The day has been celebrated since 1919 and gives the village community a chance to thank the local farmers for their hard work and produce.

The festivities began today (20 August) with crowning the Harvest Home King and Queen. Flossie Hole said she was 'so excited' for the procession to start.

A series of floats lined up on Church Street in the morning, before edging their way through the village streets.

A procession took place through the village streets. Credit: ITV West Country

Claire Willcox coordinated the procession and was part of the 'Save the Bees' float.

She said: "If we didn't have bees to pollinate, us as farmers wouldn't have our crops. It's just very important to make sure we look after the wildlife and the countryside, so we can put food on the table."

People of all generations came together to celebrate the Harvest Home. Credit: ITV West Country

It has been a tough few years for farmers, made even more challenging by the dry weather in recent weeks.
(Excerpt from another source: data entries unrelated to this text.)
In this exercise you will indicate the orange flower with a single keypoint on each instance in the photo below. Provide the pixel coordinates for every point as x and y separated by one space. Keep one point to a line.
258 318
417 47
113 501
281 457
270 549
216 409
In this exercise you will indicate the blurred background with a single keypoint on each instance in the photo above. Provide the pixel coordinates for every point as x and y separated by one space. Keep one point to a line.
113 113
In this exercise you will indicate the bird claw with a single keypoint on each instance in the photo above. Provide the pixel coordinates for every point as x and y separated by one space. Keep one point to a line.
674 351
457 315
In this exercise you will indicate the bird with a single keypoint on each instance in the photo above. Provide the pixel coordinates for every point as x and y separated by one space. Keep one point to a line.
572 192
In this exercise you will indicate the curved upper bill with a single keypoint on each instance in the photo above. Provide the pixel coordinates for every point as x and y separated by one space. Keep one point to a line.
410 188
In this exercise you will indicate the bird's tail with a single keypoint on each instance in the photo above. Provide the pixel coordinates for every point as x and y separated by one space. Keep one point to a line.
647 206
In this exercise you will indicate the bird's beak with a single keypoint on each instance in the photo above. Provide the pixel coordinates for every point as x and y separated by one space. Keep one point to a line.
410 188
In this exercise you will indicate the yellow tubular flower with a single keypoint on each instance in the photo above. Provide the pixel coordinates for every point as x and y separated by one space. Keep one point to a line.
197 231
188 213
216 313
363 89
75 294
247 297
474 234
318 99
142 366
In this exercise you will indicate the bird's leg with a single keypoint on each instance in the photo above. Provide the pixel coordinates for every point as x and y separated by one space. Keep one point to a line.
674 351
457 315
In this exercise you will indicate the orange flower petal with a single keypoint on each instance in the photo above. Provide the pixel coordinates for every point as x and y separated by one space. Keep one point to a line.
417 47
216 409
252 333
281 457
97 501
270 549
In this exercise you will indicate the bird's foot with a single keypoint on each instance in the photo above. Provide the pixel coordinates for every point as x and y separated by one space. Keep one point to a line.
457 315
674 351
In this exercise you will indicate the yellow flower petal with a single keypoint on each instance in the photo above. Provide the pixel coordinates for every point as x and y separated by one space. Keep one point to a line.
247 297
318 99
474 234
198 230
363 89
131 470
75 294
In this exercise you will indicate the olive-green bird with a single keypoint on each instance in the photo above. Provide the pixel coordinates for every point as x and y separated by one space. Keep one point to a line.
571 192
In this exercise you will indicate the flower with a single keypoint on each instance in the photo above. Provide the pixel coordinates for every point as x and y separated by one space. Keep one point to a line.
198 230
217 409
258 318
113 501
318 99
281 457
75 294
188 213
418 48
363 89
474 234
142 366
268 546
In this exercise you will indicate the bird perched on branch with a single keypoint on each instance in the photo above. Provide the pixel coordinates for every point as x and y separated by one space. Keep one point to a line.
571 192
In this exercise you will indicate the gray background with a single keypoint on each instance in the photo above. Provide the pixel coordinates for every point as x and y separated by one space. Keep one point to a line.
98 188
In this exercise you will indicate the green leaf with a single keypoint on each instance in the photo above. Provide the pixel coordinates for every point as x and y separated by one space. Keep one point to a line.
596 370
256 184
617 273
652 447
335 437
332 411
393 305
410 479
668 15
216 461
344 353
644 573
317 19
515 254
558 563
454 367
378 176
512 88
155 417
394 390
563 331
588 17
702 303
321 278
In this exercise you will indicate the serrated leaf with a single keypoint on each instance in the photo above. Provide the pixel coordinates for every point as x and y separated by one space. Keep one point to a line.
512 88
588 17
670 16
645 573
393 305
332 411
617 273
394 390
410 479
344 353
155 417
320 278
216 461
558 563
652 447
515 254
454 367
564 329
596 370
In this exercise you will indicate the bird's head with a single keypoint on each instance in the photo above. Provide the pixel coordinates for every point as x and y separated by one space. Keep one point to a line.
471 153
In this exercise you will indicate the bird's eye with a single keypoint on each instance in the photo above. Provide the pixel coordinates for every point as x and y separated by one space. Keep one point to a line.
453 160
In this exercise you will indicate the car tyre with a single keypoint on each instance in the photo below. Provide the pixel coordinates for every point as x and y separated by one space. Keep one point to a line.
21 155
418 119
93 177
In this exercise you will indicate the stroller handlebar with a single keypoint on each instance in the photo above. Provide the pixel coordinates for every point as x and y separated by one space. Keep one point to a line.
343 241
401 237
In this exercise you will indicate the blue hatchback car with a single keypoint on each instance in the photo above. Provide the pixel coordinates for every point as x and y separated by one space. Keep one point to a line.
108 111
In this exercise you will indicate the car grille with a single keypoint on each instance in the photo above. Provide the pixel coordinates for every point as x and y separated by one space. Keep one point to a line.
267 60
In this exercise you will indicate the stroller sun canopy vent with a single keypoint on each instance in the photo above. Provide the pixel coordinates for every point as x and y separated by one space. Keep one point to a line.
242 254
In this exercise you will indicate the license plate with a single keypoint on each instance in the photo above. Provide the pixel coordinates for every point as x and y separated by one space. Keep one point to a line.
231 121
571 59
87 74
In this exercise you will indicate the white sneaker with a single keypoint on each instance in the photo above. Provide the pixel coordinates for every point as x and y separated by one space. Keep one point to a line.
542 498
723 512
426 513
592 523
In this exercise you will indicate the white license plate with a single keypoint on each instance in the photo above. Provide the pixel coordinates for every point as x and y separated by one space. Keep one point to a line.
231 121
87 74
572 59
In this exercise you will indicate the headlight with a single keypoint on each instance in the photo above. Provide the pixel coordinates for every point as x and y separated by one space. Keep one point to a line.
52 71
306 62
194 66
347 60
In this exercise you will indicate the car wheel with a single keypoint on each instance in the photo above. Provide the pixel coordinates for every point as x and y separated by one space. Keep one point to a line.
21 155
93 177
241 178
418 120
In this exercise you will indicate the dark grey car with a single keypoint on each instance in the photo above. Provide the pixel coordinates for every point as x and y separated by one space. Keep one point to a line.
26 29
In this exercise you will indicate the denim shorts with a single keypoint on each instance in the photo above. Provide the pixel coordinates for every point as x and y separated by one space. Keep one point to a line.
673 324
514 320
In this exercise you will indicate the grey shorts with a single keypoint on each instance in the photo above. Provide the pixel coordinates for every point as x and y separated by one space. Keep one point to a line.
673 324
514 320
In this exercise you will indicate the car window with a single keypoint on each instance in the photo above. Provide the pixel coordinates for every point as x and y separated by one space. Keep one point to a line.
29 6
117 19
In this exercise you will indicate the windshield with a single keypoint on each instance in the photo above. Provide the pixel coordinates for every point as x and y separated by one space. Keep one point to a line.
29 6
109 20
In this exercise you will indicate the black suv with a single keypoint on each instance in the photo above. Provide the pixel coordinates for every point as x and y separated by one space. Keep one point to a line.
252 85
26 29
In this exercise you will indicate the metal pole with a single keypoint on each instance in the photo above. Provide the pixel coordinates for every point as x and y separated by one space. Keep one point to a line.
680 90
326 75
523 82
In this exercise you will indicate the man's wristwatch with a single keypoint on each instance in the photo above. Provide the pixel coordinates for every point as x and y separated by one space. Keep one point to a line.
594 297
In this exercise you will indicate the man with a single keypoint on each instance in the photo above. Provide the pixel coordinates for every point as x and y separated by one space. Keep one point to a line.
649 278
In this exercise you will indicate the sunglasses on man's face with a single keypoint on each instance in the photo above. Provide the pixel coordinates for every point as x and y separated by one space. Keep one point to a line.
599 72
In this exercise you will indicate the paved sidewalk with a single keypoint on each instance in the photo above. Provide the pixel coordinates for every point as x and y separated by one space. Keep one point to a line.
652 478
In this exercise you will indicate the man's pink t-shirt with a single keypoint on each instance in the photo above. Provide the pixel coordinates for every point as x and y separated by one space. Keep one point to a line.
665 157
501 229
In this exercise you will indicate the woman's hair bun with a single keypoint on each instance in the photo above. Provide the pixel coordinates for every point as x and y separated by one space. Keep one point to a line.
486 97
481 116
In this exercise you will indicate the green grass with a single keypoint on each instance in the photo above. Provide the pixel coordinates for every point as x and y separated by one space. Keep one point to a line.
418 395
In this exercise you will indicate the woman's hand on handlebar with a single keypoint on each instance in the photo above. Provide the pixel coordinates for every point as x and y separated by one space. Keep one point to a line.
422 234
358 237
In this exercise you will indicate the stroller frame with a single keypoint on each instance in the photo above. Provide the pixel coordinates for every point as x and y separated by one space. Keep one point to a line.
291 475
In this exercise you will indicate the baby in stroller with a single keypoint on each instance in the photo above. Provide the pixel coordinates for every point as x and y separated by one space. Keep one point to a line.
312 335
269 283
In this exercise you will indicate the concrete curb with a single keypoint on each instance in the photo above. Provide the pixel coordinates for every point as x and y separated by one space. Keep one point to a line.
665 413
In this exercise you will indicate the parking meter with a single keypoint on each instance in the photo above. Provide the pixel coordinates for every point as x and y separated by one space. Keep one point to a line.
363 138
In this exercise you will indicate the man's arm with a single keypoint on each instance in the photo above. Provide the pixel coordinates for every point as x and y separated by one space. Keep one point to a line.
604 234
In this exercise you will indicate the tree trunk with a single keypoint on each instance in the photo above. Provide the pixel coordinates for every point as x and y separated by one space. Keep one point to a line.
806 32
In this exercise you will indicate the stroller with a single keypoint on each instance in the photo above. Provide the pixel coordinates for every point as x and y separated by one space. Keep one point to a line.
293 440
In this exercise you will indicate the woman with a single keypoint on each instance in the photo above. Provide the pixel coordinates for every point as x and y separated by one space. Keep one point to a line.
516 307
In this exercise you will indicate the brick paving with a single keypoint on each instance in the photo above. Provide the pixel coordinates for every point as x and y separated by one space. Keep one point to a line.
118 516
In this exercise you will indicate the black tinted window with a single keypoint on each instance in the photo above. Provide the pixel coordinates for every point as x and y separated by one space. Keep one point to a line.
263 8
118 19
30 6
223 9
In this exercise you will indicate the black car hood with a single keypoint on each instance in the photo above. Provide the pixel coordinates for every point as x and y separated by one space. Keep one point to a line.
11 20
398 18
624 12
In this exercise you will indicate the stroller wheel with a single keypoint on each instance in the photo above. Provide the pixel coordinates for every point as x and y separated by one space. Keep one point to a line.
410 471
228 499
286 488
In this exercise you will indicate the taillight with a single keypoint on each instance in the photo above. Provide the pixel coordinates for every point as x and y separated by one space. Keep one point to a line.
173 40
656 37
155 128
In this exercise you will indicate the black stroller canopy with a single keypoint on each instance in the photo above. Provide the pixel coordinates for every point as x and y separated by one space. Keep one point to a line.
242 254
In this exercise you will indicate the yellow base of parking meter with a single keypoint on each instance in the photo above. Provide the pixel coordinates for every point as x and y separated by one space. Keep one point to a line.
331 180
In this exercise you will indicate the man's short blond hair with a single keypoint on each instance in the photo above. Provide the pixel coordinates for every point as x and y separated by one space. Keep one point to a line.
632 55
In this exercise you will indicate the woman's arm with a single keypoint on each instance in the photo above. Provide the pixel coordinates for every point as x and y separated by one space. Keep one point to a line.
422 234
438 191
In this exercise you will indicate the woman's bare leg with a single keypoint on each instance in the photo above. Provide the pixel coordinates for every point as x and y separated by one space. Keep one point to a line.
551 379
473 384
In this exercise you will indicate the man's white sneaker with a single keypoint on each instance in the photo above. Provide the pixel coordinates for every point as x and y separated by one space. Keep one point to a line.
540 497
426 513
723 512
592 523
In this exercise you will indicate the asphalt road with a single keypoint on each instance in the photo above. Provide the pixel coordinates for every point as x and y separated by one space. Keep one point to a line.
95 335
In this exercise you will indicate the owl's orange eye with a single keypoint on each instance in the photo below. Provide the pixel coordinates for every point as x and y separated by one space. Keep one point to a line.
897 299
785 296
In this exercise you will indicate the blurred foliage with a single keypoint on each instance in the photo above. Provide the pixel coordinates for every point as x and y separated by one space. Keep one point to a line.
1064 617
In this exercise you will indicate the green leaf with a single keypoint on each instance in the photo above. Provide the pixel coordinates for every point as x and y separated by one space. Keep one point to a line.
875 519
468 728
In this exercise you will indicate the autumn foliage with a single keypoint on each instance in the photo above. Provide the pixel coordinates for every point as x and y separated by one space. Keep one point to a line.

Verity Adams, who is the secretary for the Wedmore Young Farmers' Club, said she is so proud of her community.

"Farmers are incredible for the fact that we've been able to get food on our tables - due to EU restrictions, the weather, the backlog of pigs being slaughtered", she said.

"It's been a difficult year for us and I think it is incredible we've got through it, and with smiles on our faces."

People then gathered at the village sports ground for a home-grown feast. Credit: ITV West Country

After the procession, people went to a marquee on Wedmore Recreation Ground where a feast was laid on with home-grown produce.

Local butcher Alan Hector has supplied the meat for the Harvest Home for many years.

He said that not only does he love what the day represents, but also the history it's rooted in.

The first Wedmore Harvest was in 1919. Credit: Wedmore Harvest Home

He said: "Traditionally, it represented the end of the harvest. When the locals farmers used to get all the workers together and have a Harvest Home, as they termed it, so they could all celebrate the end of the year.

"But luckily all the local people who've since moved into the village like to come and take part. So it's more of a big celebration with everybody these days."